Hystrix focuses on the fault-tolerant mechanism of isolation and fuse, the call of timeout or fuse will fail quickly, and it can provide a fallback mechanism, while Sentinel focuses on the following relations:

Diversified flow control

Fuse upgrade

System load protection

Real-time monitoring and console

It can be seen that the problems solved by the two are still very different. Let's compare them separately.

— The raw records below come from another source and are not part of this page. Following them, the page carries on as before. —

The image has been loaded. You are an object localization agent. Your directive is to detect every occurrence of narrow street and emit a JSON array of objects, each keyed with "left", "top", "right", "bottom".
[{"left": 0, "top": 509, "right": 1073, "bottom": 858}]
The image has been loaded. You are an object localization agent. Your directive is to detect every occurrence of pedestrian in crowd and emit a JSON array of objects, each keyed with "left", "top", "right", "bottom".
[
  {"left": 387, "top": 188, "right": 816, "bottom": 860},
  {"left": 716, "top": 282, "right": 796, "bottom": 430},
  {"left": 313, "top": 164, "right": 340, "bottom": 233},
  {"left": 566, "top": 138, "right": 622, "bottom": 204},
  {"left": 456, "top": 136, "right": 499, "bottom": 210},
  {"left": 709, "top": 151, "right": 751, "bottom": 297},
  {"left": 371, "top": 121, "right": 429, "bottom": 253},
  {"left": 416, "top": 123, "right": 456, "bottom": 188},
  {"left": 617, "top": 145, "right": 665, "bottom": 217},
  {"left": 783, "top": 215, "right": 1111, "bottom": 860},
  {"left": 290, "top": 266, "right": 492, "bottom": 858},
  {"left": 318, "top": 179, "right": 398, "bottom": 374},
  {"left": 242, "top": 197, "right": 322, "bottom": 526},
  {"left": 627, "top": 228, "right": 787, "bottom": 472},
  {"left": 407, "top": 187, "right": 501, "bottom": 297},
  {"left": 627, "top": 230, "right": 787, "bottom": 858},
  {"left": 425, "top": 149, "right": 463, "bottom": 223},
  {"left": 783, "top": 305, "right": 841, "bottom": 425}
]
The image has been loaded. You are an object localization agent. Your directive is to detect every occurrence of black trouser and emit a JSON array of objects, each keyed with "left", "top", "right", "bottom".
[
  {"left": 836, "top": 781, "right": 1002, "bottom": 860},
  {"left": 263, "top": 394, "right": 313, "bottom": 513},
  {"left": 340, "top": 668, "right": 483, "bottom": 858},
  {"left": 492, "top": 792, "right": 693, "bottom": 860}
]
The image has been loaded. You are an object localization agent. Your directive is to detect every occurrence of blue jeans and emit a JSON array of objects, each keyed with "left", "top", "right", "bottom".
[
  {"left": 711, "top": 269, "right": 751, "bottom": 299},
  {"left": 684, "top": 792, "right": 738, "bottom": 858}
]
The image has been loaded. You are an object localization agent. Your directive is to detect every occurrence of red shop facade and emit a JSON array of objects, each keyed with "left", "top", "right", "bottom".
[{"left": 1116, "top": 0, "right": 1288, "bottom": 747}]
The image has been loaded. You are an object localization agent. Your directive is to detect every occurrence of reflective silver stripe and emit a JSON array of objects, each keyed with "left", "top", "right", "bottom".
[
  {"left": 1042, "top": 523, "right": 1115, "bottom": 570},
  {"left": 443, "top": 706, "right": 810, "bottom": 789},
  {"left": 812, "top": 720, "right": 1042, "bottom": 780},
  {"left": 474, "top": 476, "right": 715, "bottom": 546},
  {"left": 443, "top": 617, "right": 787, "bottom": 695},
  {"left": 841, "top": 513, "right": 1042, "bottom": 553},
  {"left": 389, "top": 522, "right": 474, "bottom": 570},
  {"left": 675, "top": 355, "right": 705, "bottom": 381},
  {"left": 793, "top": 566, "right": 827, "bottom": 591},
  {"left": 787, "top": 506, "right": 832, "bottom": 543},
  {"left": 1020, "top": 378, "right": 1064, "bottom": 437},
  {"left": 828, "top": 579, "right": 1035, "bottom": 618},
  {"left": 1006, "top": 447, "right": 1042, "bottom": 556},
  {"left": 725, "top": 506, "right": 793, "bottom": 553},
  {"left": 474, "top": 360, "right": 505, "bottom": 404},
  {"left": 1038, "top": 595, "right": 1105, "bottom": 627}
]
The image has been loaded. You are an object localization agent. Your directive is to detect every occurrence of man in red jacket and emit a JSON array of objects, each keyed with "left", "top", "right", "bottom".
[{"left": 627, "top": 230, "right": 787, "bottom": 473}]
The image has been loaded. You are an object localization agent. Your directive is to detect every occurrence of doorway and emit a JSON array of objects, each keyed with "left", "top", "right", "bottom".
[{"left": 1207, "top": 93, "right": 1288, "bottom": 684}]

Hystrix's resource model is designed in command mode, which encapsulates the calling and fallback logic of external resources into a command object (HystrixCommand? /? HystrixObservableCommand), whose underlying execution is based on RxJava. When creating each command, you should specify commandKey and groupKey (used to distinguish resources) and the corresponding isolation policy (thread pool isolation or semaphore isolation). In the thread pool isolation mode, the parameters corresponding to the thread pool (thread pool name, capacity, queuing timeout, etc.). ) needs to be configured, and then the command will be executed in the specified thread pool according to the specified fault-tolerant policy; The maximum number of concurrency needs to be configured in semaphore isolation mode, and Hystrix will limit its concurrent calls when executing commands.

Sentinel's design is simpler Compared with Hystrix command's strong dependence on isolation rules, Sentinel's resource definition is less coupled with rule configuration. Hystrix's command strongly depends on the configuration of isolation rules, because isolation rules will directly affect the execution of the command. Hystrix will analyze the isolation rules of commands to create RxJava scheduler and schedule execution on it. If it is a thread pool mode, the thread pool at the bottom of the scheduler is the configured thread pool. If it is a semaphore mode, it is simply packaged as the scheduler for the current thread execution. Sentinel does not specify the execution model, nor does it care how the application is executed. The principle of Sentinel is simple: according to the rules of corresponding resource allocation, the corresponding current limiting/degradation/load protection strategy is implemented for resources. In Sentinel, resource definition and rule configuration are separated. Users first define resources (buried points) for corresponding business logic through Sentinel API, and then can configure rules when needed. There are two ways to bury points:

Trying to capture mode (via SphU.entry (...)), the user performs exception handling/fallback in the catch block.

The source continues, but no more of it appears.